Ma quanto durerà? La previsione dei siciliani sulla lunghezza dell’emergenza oscilla da 68 a 70 giorni, con in mezzo un picco di pessimismo (77 giorni) il 30 marzo. E rimane alta la preoccupazione per la tenuta del «proprio equilibrio psicologico», manifestata dal 53% dei siciliani, con un picco (61%) fra gli under 34. E la capacità di sopportare quest’emergenza? La media regionale è di circa 57 giorni, ma anche la Noto Sondaggi nel report si dice colpita dall’enorme pazienza dei palermitani (oltre 83 giorni), soprattutto se paragonata ai recalcitranti catanesi disposti a resistere non più di 54 giorni. Un dato curioso è sulla percezione della consapevolezza del governo nazionale, che per il 71% dei siciliani ha chiara la fine del tunnel.

Un elemento che s’incrocia con la fiducia e con il giudizio sulla capacità di gestione dell’emergenza. Il voto è «leggermente più positivo» per il governo nazionale (6,7) rispetto a quello regionale, che è di 6,5 (7,1 i catanesi, 6,4 i palermitani, 6,3 nel resto dell’Isola), comunque in crescita negli ultimi sette giorni. Sull’efficacia dei provvedimenti della Regione c’è un focus nell’altro articolo della pagina, qui rileviamo che aumenta nell’Isola la percentuale di chi accetta, perché la ritiene giusta, la prescrizione dell’#iorestoacasa: il 23 marzo era il 72%, nell’ultimo sondaggio si arriva all’81%. E per 9 siciliani su 10 la proroga nazionale dei divieti è «una prescrizione giustificata dalla gravità della situazione». Con un leggero calo di consenso rispetto all’allungamento del lockdown: il 91% approvava lo stop fino al 13 aprile; l’87% fino ai primi di maggio. E, annota Noto Sondaggi, «comunque non è da sottovalutare che l’8% invece dice che è una prescrizione eccessiva», il che equivale a «circa 330mila adulti».

NOTA METODOLOGICA. Rilevazione di Noto Sondaggi su 1.500 soggetti rappresentativi per sesso, età e provincia della popolazione adulta residente in Sicilia. Metodo di intervista: Cati-Cawi con questionario strutturato. Interviste realizzate il 6 aprile 2020. Committente: Regione Siciliana

 

E, sempre in termini di fiducia, i siciliani promuovono con una sufficienza netta i camici bianchi. Tutti: 6,7 a medici di base, pediatri e strutture ospedaliere pubbliche, 6,3 alle cliniche private; tutti i voti sono in aumento rispetto alla precedente rilevazione.

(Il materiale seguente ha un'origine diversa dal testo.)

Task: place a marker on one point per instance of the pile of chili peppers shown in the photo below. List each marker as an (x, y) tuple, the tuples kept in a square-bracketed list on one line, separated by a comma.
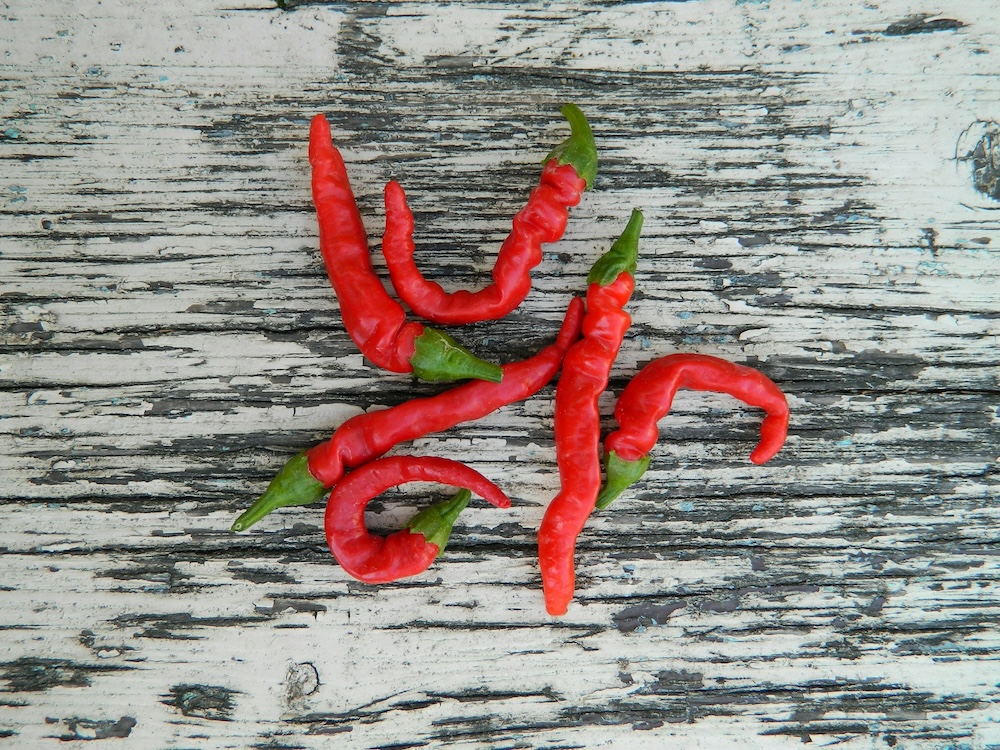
[(351, 467)]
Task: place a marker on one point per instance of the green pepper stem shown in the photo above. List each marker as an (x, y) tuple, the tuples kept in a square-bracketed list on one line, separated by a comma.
[(622, 256), (620, 475), (579, 149), (436, 522), (439, 357), (293, 485)]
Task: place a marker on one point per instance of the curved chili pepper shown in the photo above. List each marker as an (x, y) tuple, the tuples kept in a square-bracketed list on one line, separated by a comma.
[(648, 397), (570, 169), (375, 321), (307, 477), (577, 418), (376, 559)]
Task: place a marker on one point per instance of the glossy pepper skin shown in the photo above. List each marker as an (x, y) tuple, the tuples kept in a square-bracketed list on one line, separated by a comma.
[(569, 170), (376, 559), (648, 397), (308, 476), (374, 320), (577, 417)]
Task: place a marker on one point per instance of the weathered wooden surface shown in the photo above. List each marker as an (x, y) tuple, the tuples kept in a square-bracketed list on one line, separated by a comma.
[(820, 186)]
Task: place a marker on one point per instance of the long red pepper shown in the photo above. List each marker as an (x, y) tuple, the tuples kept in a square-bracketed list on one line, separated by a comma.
[(577, 417), (375, 321), (570, 169), (648, 397), (307, 477), (376, 559)]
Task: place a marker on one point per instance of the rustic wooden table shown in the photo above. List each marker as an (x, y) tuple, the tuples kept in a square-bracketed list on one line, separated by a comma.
[(821, 183)]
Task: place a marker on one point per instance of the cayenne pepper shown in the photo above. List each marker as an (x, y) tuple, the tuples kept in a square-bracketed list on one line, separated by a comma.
[(569, 170), (577, 416), (648, 397), (376, 559), (308, 476), (375, 321)]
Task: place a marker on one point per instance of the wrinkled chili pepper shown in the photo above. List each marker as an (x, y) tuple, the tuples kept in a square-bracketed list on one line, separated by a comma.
[(569, 170), (376, 559), (374, 320), (308, 476), (577, 418), (648, 397)]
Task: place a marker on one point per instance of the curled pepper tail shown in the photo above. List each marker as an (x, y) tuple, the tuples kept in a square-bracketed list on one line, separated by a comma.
[(579, 149)]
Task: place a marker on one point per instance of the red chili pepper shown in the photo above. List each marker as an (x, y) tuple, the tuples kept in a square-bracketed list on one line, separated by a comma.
[(570, 169), (307, 477), (577, 418), (375, 321), (648, 397), (375, 559)]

Il che coincide con il giudizio sulla funzione informativa: «I medici di base si confermano il presidio cui maggiormente i siciliani ricorrono in questi giorni (19%) seguiti nel 7% dei casi da ospedali, pediatri e numeri nazionali. Risulta superiore al 7/10 e in crescita rispetto alla scorsa rilevazione il livello di soddisfazione per le informazioni ricevute da medici di base, pediatri e strutture ospedaliere». Bocciati i numeri verdi nazionali, quello della Regione incassa un voto medio di 7,4 da quelli che l’hanno contattato. Ovvero il 5% dei siciliani, con un ulteriore 3% che ci ha provato senza avere risposta. «Utili» o «parzialmente utili» le informazioni sul sito dell’assessorato alla Salute per il 98% di chi l’ha visitato nell’ultima settimana.

Infine, tamponi e mascherine. Strumenti decisivi nell’emergenza, ma anche per le riaperture nella “fase 2” per cui il governatore ha già sondato il comitato tecnico-scientifico. Che magari sarà stato messo al corrente dei desiderata dei cittadini. Qualche esempio? Per l’87% non basta sottoporre il tampone ai soli operatori sanitari, ma va esteso a tutti i lavoratori a contatto con il pubblico. «Utile», per il campione degli intervistati, sarebbe effettuare i test a «chiunque entra negli ospedali per qualsiasi motivo» (86%) e a «chiunque deve recarsi da un medico» (69%), dati leggermente in calo rispetto alla rilevazione precedente. Ma, se proprio dobbiamo dirla tutta, quasi due siciliani su tre vorrebbero i tamponi di massa: il 63% sarebbe favorevole a fare il test «a tutta la popolazione indipendentemente dall’avere sintomi». Le mascherine? Più di un siciliano su due (il 55%, ma prima era il 64%) ha provato a comprarle, ma non le ha trovate; il 9% non le ha cercate perché non le ritiene necessarie. «Mancano in tutta Italia», per l’84%. E allora chi le deve distribuire? Più che la Regione (30%), deve farlo la Protezione civile nazionale (54%), seguendo il criterio della popolazione residente (64%) più che quello del numero dei positivi (28%).